Concepts You Must Understand First
- Log odds and sigmoid: a linear logit maps through sigmoid into (0,1).
- Bernoulli likelihood and cross-entropy: maximum likelihood yields log loss. See Géron, Hands-On Machine Learning, classification chapters.
- Stable computation: use log-domain identities or logits to avoid
log(0)and exponential overflow. - Regularization: L2 penalizes large weights and changes the optimization objective.
- Metrics and calibration: ranking, threshold decisions, and probability reliability answer different questions.
Build Milestones
- Implement stable sigmoid and cross-entropy-with-logits with extreme-value tests.
- Derive vectorized weight/intercept gradients and verify them with central differences.
- Train on synthetic separable and overlapping 2D data; visualize loss and boundary.
- Add scaling, L2 regularization, stratified splits, and real-data ingestion.
- Build threshold, ROC, confusion, contribution, and calibration reports.
Hints in Layers
- Keep raw logits for loss; do not clip probabilities until you understand what the clipping hides.
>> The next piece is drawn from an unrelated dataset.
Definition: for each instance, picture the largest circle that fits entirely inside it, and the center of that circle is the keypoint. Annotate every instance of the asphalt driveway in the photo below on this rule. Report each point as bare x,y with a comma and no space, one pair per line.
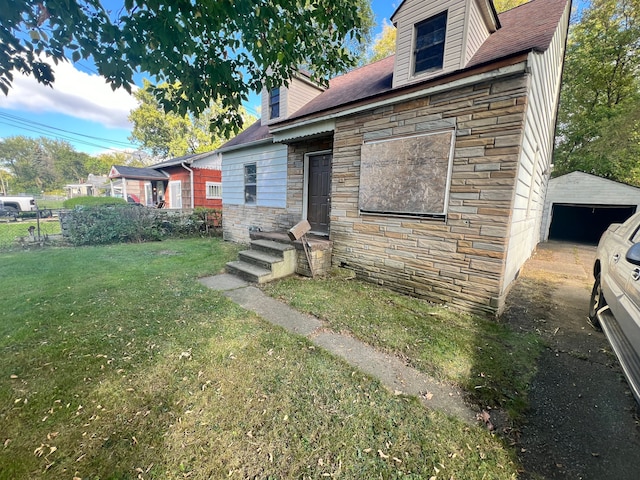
583,422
- Do not regularize the intercept unless you deliberately choose and document that convention.
- Choose thresholds on validation data using problem costs, then report once on untouched test data.
Common Pitfalls and Debugging
- Symptom: loss becomes NaN on confident mistakes. Cause: direct
log(sigmoid(z)). Fix: use a stable cross-entropy-from-logits identity. - Symptom: model predicts only the majority class. Cause: imbalance and threshold-insensitive accuracy. Fix: inspect precision/recall, class distribution, and threshold curves.
- Symptom: gradient check fails only for intercept. Cause: shape/broadcasting or accidental regularization. Fix: test intercept separately on a tiny fixture.
Definition of Done
- Stable loss remains finite for very large positive and negative logits.
- Analytic gradients pass finite-difference checks.
- Training is reproducible and loss decreases on controlled data.
- Evaluation includes discrimination, threshold, and calibration views.
- Feature scaling and regularization are fitted without leakage.
- From-scratch predictions agree closely with a trusted reference model.